Zakharov saw to it that his men were taken care of first before wolfing down his own meal of black rye bread, buckwheat porridge, and hard sausage washed down with hot tea. He made a point of refusing officer’s rations and eating the same food as enlisted men. An allotment of vodka was also authorized under regulations, but he strictly forbade it. Back at base the men could drink and carouse as they pleased, but on a mission he needed everyone sober and sharp.

Afterwards they cleaned weapons, oiled them with cold-weather lubricants to keep the mechanisms from freezing, and reloaded magazines. They talked and joked and enjoyed the luxury of a smoke, rolling strong, coarse tobacco in newsprint to make crude cigarettes.

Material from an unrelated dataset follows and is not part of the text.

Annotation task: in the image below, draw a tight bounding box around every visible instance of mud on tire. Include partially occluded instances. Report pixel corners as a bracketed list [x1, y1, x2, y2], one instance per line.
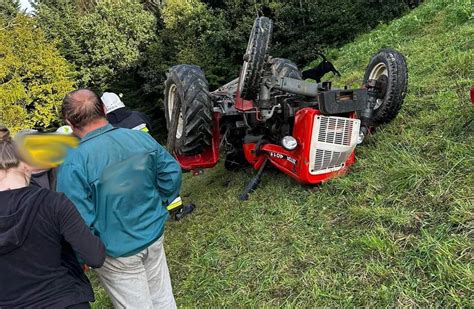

The glint of metal betrayed a little Christian cross one private wore around his neck and kept hidden under his jacket. Zakharov, as usual, pretended not to notice.

He had seen too many good men die needlessly – and far too young – to entertain any belief in God. But like his soldiers he was the son of a peasant and understood their ways – their rough humor, their towering profanity, their taboos and superstitions – and he indulged them whenever possible. He also ignored their occasional grumblings about the regime. Zakharov was a pragmatic Communist. So long as his men fought that was all that mattered.

* * *

Zakharov snapped awake amid the frantic neighing and stomping of the horses. Even as he and the others in the tent fumbled for weapons the harsh, white glow of a trip flare suddenly lit up the camp and two bursts of automatic fire shattered the stillness.

Zakharov darted outside. Kaminsky was on sentry duty, smoke curling from his machine gun’s muzzle.

“Over there,” he said, nodding in the direction. “Two of them. Got both when the flare blinded them.”

The team scrambled to defensive positions around the camp as the flare fizzled out and darkness returned. They waited in tense silence as their night vision recovered. The dark woods seemed fraught with menace, a gibbous moon glowering above. But nothing happened, and at length the horses settled down and became quiet again.

“I don’t think there are any more of them,” said Okhchen.

The team relaxed. Zakharov went over to Kravchenko, who was squatting beside one of the ghoul ash piles, deep in thought.